From Romania with Neuromania

The Nobel Prize winners David Hubel and Torsten Wiesel demonstrated that kittens deprived of sensory input in one eye at birth remained permanently blind in that eye.  The story of a blind kitten certainly tugs at the heart strings, but Hubel and Weisel, did not only demonstrate the irreversibility of the damage in the shut eye. What their study suggested was also the shift in ocular dominance and capacity of adaptation of the functioning eye.

In a different version of the deprivation narrative, children who experience severe neglect early in life sustain permanent brain damage as a result. This narrative has been recurrently conveyed by means of the image of a small brain compared to that of a normal-size brain, well known in the early intervention industry (Macvarish, 2016: 2, 68). However, the deprivation narrative is neither the only nor the most accurate one, as illustrated by the debate it sparked.

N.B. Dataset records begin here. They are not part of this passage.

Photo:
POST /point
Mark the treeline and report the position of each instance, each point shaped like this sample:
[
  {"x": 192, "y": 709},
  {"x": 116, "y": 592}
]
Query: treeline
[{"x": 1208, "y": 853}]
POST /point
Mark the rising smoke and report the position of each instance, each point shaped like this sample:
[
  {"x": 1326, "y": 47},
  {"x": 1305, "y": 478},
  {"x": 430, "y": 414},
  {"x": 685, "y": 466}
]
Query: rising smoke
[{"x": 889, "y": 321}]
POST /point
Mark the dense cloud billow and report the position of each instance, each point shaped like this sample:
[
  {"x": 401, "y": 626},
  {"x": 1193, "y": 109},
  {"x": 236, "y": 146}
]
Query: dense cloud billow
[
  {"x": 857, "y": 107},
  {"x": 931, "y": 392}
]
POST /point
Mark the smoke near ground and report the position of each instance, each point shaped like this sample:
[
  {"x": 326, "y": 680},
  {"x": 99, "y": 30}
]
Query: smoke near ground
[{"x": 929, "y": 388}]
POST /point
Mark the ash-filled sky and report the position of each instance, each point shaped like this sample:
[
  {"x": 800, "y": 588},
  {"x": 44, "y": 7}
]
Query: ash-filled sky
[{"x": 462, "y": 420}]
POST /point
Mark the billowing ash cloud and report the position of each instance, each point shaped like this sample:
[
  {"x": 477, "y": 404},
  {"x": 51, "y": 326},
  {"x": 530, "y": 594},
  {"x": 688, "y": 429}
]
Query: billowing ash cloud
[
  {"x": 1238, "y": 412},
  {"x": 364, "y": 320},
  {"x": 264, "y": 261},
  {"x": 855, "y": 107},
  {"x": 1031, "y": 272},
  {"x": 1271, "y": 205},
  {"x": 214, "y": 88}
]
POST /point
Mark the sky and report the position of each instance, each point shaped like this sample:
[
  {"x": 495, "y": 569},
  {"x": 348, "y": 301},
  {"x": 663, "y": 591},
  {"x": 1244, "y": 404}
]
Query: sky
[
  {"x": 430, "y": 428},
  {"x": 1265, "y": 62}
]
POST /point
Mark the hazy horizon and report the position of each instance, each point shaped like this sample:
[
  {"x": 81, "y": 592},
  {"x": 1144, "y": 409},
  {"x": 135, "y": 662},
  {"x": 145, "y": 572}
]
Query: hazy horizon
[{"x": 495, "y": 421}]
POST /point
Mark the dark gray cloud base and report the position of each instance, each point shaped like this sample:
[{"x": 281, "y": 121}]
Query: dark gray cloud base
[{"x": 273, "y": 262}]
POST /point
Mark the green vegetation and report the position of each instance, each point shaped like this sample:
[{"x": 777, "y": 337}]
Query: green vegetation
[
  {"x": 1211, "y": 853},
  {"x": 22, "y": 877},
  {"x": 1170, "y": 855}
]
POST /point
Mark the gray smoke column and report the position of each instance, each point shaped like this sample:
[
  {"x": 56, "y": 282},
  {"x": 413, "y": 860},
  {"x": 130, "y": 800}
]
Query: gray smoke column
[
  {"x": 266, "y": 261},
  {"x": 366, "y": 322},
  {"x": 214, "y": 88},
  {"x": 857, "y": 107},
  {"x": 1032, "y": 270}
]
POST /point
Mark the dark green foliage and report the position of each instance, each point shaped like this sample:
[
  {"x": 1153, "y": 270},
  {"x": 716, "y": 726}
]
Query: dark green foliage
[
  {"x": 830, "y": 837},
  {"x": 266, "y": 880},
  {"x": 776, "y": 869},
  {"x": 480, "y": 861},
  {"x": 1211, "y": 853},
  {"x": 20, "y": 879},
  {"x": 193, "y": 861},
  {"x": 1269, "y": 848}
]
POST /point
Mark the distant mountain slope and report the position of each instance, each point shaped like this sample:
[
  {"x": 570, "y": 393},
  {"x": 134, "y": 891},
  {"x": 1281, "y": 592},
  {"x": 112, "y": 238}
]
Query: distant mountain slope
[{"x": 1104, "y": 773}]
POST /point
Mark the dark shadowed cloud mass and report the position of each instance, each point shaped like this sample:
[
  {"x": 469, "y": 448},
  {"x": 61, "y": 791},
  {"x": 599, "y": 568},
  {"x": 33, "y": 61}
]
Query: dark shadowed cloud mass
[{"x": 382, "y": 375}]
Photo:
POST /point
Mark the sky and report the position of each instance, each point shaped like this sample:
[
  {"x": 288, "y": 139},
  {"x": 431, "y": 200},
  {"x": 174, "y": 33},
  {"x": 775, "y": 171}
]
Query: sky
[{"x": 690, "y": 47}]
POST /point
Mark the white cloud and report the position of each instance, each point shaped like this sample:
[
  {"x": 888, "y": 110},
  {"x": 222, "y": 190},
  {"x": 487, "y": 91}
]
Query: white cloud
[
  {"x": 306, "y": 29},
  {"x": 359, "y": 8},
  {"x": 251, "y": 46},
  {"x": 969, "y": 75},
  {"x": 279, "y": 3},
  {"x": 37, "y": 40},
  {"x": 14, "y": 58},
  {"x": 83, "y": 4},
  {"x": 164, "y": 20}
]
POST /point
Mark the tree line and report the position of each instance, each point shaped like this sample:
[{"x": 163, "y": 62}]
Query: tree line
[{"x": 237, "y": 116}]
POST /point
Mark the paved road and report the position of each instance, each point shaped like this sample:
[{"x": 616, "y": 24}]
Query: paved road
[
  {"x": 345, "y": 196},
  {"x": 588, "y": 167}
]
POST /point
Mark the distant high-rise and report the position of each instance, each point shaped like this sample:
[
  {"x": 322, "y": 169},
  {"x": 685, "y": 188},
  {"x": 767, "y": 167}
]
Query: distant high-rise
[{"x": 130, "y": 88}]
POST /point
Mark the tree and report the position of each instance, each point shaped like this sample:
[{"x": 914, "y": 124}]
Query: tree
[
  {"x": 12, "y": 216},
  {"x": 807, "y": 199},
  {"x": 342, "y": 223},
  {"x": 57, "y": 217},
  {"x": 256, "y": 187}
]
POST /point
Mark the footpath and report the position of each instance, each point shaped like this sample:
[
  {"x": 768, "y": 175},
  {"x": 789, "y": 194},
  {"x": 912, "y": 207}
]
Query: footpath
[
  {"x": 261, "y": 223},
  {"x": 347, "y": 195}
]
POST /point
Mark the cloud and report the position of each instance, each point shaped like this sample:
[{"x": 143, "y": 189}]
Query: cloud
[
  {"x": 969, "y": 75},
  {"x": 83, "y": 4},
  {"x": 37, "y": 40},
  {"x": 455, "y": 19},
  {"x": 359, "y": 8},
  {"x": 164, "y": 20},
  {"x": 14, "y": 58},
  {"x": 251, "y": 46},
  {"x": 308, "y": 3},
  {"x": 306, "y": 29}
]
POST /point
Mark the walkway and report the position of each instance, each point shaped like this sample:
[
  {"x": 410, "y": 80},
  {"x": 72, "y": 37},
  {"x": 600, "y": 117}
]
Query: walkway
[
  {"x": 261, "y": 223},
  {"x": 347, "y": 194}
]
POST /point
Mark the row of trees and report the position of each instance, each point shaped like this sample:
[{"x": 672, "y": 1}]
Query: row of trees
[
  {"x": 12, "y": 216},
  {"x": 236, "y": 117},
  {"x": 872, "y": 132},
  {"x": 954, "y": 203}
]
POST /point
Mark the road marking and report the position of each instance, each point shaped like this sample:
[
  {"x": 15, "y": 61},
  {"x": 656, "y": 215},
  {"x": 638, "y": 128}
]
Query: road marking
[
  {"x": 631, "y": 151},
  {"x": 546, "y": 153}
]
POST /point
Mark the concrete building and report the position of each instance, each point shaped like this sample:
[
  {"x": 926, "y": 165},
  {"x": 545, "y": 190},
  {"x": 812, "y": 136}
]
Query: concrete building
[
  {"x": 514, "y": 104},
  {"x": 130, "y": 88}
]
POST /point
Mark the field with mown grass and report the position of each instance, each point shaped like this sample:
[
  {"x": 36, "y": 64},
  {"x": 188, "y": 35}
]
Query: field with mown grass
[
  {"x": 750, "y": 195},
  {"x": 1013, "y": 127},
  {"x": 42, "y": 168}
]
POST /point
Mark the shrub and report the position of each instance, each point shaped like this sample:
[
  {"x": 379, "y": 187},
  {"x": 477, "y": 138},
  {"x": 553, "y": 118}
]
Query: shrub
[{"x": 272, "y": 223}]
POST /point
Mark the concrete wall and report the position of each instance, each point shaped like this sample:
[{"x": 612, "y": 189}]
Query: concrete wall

Scientific policy: the gap between what we do and what we know

The image of the two brains appeared in two reports to Her Majesty’s Government by Graham Allen MP. Allen made the case for State intervention to prevent this kind of damage from being perpetrated in the future, highlighting the considerable savings that early intervention, as opposed to later redressive action, will mean for taxpayers. These reports contributed to what some have called “neuromania” in the UK public debate.

Despite the hype, John Bruer argued that the idea of permanent brain damage was a myth. Pointing at the distortion of the evidence base, he claimed that policies that focus almost exclusively on the brain neglect other factors that influence child development. Remarkably, Bruer’s book The Myth of the First Three Years was not reviewed in the Allen Reports.

The problems that science has with politics

The science of brain development is often mystified, particularly in the morally compelling narrative of innocent children’s damaged brains that easily lends itself to political misuse. Mystification can take many forms, including:

·      Generalization

The brain of the child is vulnerable to lasting physical damage, but only as long as the degree of deprivation, malnutrition and neurotoxic exposure are very severe. Such was the case of the Romanian orphans whose smaller-than-normal brains were featured in the scans and subsequently became the subject of so much extrapolation. The vast majority of children will not experience such extreme forms of neglect. But the decontextualized diffusion of those exceptional brain scans created the impression that if you were an inattentive parent with an unhealthy lifestyle you would damage your children as much as if they were abandoned in the basement of a derelict orphanage after the fall of Caucescu.

·      Distortion

The Allen Reports cite neuroscientific studies in support of the call for early intervention, but looking closely at these studies, Wastell and White found that they do not convey an idea of permanent damage. Sometimes they are studies of adult brains rather than infant brains, and often they do not show “any link between early childhood experiences and problems later in life” (2012: 400). In some cases they present evidence that “goes in the opposite direction to that claimed in the Allen report” (2017: 108). Such distortion of the evidence may lead to pseudoscientific beliefs that parents who cannot do their job well will incapacitate their children without remedy.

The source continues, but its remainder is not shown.